Roepke is also rejected from a defect common to both the secular right and left. That is their belief in the “automatic” properties of their pet “systems,” either government or capitalism. On the left, the welfare state is supposed to take care of the poor and needy automatically, if only there were more government agencies and money. On the right, the market is supposed to do the same through greater entrepreneurial license leading to productivity increases and more. If only the government reduced taxes, etc., all of our problems would go away. Like big government, the market is the salve on the conscience which excuses the secularist from loving his neighbor, being his brother’s keeper in the rightly understood sense.
Roepke understood that both sides are wrong. When these “systems” are absolutized and human problems solved “automatically,” we are dehumanized and the problems are worsened.

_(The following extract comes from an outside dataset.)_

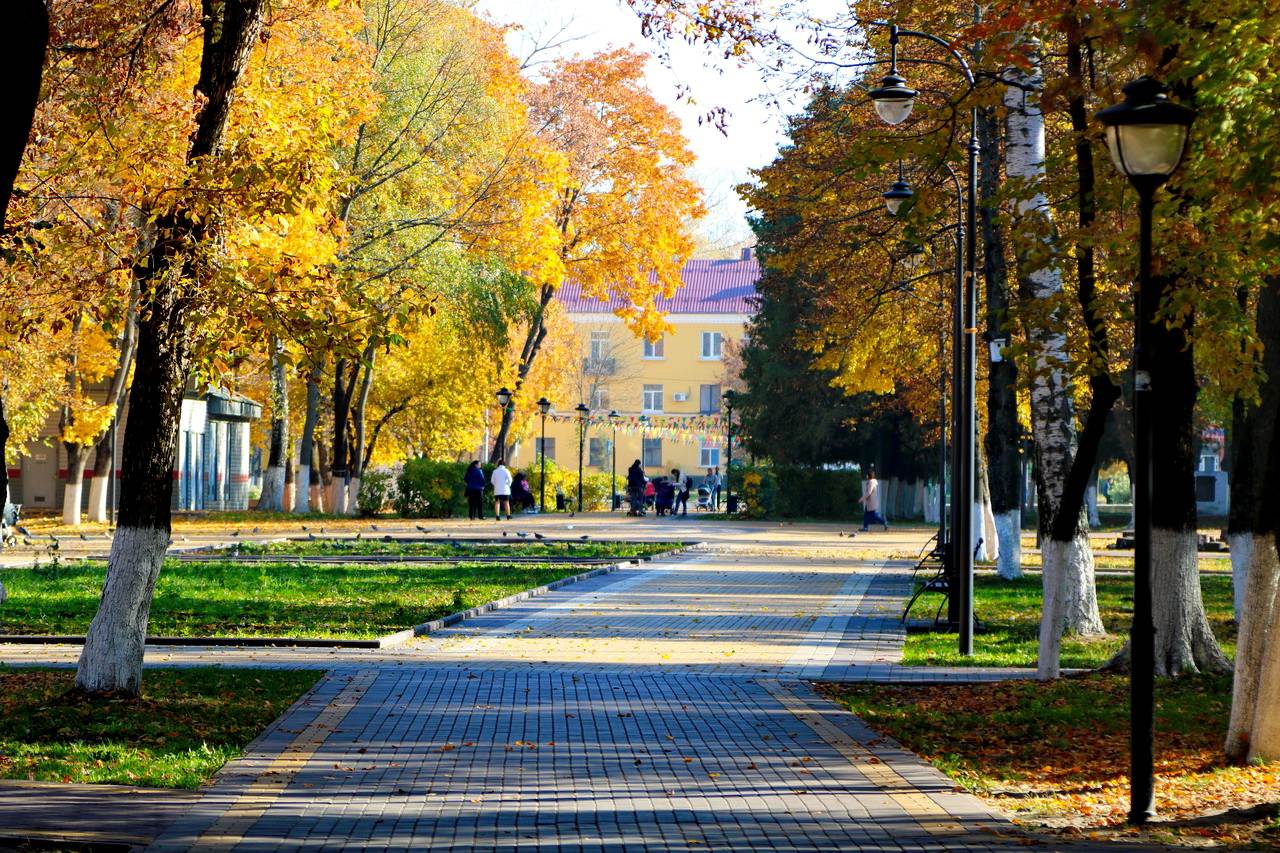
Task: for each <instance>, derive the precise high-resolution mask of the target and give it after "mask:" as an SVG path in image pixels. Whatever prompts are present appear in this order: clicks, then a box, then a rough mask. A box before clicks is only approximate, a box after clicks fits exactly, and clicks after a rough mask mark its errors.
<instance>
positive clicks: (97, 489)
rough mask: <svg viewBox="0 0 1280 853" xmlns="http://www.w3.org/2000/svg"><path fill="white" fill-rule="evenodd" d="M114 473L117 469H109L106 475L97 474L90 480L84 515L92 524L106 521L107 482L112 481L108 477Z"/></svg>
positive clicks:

Political and economic independence, that is, the liberty of a free republic and a free market, require intense personal commitment and character. It requires self-sacrifice on behalf of one’s neighbor. And the only thing “automatic” is the pain and discomfort that comes with self-denial. It has no substitute. This implies, as Roepke himself was the first to point out, that his economic and social changes must be accompanied with “the spiritual and moral change indispensable to lasting improvement” and without which nothing else will be effective. In his own life he exemplified that love of neighbor philosophy, character and commitment, which reflected those traditional village values of his youth and which helped lead him to fight not only National Socialists, Communists and Keynesians but the secular capitalists as well. For all these reasons Roepke’s contribution is of lasting significance and keen interest to those wishing to preserve the Southern legacy.

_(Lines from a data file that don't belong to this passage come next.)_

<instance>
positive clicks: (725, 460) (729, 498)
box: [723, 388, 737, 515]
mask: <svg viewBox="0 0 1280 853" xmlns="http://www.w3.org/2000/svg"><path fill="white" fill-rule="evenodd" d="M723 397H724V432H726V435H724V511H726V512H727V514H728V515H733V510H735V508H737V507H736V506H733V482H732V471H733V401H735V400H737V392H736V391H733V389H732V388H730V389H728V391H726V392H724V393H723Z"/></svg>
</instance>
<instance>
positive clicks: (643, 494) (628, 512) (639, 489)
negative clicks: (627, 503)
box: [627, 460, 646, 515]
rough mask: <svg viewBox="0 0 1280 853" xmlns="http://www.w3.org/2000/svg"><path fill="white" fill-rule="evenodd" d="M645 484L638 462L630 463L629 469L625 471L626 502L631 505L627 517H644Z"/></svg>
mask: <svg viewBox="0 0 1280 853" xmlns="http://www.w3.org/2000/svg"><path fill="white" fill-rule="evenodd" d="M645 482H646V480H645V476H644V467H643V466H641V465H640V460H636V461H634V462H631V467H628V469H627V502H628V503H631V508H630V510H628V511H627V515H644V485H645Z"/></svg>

Books by Wilhelm Roepke may be found in The Imaginative Conservative Bookstore.
[This essay first appeared in The Legacy of Wilhelm Roepke: Essays in Political Economy by Ralph Ancil, originally published in 1998 by the Wilhelm Roepke Institute. Read the series introductory essay here.]
This is very good. I especially liked seeing Hamerow mentioned.
Max Kele, our resident Marxist at the University of Florida, had us reading Hamerow in 1973-1974, but of course he downplayed the implicit decentralist message one can take from Hamerow’s books.
Best
Indeed! Texas, I believe, is more Bavarian than anywhere outside of Bavaria. So-called Western or bolo ties are Bavarian as are the yokes on typically “Western” cowboy shirts and jackets. That’s all part of what Germans and Austrians call ‘trachten.’ There is no reason to doubt deeper similarities between Dr Roepke and America’s Southern and Western cultures.
I find claims that Southern culture is essentially European to be laughable in the extreme. My first response to such claims is to ask the proponent which Southern culture he is referring to. Is he referring to the Tidewater culture of the coastal Atlantic states, the Scotch-Irish, Borderer culture of Appalachia and the central/deep South, or the Cajun culture of the Gulf State coasts. Obviously, these cultures have their roots in different areas of Europe, as just about every other region and culture in America. That said, to claim that there is a single Southern culture and that it is uniformly European is to betray an enormous degree of ignorance regarding the region. It would be much more accurate to say that Southern culture is about as American as a culture can get.